I ran into a friend of mine who tore her ACL a few years ago. My favorite quote from her was "One day, my knee was fine and I forgot anything had ever happened to it." I am longing for that day.
Today, the two of us were meeting at a friend's house for coffee and we walked up the stairs together.
"Are you limping?" she asked me. I was mortified. In the past few weeks, other friends forgot I had had surgery and thought my gait was perfectly normal. Those friends didn't have ACL surgery themselves, nor did they see me walking upstairs. My gait isn't perfect on stairs yet. My post-surgical leg has less hop than my good leg.
"Yes," I said. "I have been lifting lots of weights and my legs are sore." That was true. The night before I was doing my three time a week routine of a dozen exercises. I am getting to the point where I sweat doing these exercises. I never sweat before when lifting weights or doing squats. Am I doing something right? Should I have been sweating before? Will I ever not be stiff and sore? Why can't I touch my toes anymore? I am now seven months post-surgery in a nine month recovery. Shouldn't I be coasting to the finish line? Instead, the exercises are getting harder.
My former project manager self thinks that if you plan things out and execute the plan, things should progress just fine. Often when I scheduled programs, I'd add in some slack in case a task took longer to complete or there was more work than expected. In those cases, work should finish sooner than expected.

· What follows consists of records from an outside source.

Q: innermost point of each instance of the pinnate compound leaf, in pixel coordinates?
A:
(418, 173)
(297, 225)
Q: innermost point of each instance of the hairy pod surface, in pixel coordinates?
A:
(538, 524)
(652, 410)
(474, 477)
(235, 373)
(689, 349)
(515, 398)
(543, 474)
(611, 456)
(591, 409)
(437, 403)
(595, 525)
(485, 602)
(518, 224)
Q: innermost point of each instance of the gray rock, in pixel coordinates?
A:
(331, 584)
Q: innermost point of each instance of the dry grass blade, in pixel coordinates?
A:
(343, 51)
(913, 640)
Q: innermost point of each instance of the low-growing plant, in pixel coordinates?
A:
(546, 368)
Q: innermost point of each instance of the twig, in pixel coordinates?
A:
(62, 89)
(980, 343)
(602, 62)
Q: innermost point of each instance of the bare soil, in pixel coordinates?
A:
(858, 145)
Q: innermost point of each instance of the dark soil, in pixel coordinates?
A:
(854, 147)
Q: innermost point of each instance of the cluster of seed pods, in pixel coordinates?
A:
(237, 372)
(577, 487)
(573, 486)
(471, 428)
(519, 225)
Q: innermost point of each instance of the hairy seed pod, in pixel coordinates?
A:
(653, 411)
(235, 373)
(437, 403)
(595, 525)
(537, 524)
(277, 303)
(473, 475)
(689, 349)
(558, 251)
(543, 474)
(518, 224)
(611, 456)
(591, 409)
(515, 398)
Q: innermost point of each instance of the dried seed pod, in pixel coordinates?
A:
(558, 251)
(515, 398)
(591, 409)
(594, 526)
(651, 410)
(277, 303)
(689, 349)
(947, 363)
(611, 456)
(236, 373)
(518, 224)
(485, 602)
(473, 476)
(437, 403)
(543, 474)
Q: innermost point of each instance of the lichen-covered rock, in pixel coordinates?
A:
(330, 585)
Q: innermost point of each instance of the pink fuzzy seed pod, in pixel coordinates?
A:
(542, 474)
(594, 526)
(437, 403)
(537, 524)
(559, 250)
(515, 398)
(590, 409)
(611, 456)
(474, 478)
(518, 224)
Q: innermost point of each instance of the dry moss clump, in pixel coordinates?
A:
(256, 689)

This is not the case with my knee. I have been practicing standing on the BOSU disc, which is a large, round plastic disk with a squashy pillow on the other side. I put the squashy side on the ground and stand on the disk in a squat. My legs shake like I am having a seizure, but it didn't hurt. Evan explained that my nerves are trying to fire to help me keep my balance. This is part of the healing process that can't be rushed: I can't make my nerves grow faster, no matter how hard I try.
While I have stepped up my exercises these past few days, I have skipped biking to walk Green Lake with friends. I've also been gardening and doing other things around the house. Since I haven't been biking, the Black Dog has started to move in. I did and didn't realize how much forty-five minutes of cardio each day was keeping depression away. I made jokes about how mellow I was after exercising. I could feel myself relax, almost to the point of not wanting to be that relaxed. I've always had a little bit of an edge, and I was sad when it would get dissipated or blunted from too much exercise. The little voice that would tell me to make changes in my life would be a little too chill to tell me to do something different.
I need to get back on the bike. I need my exercise therapy.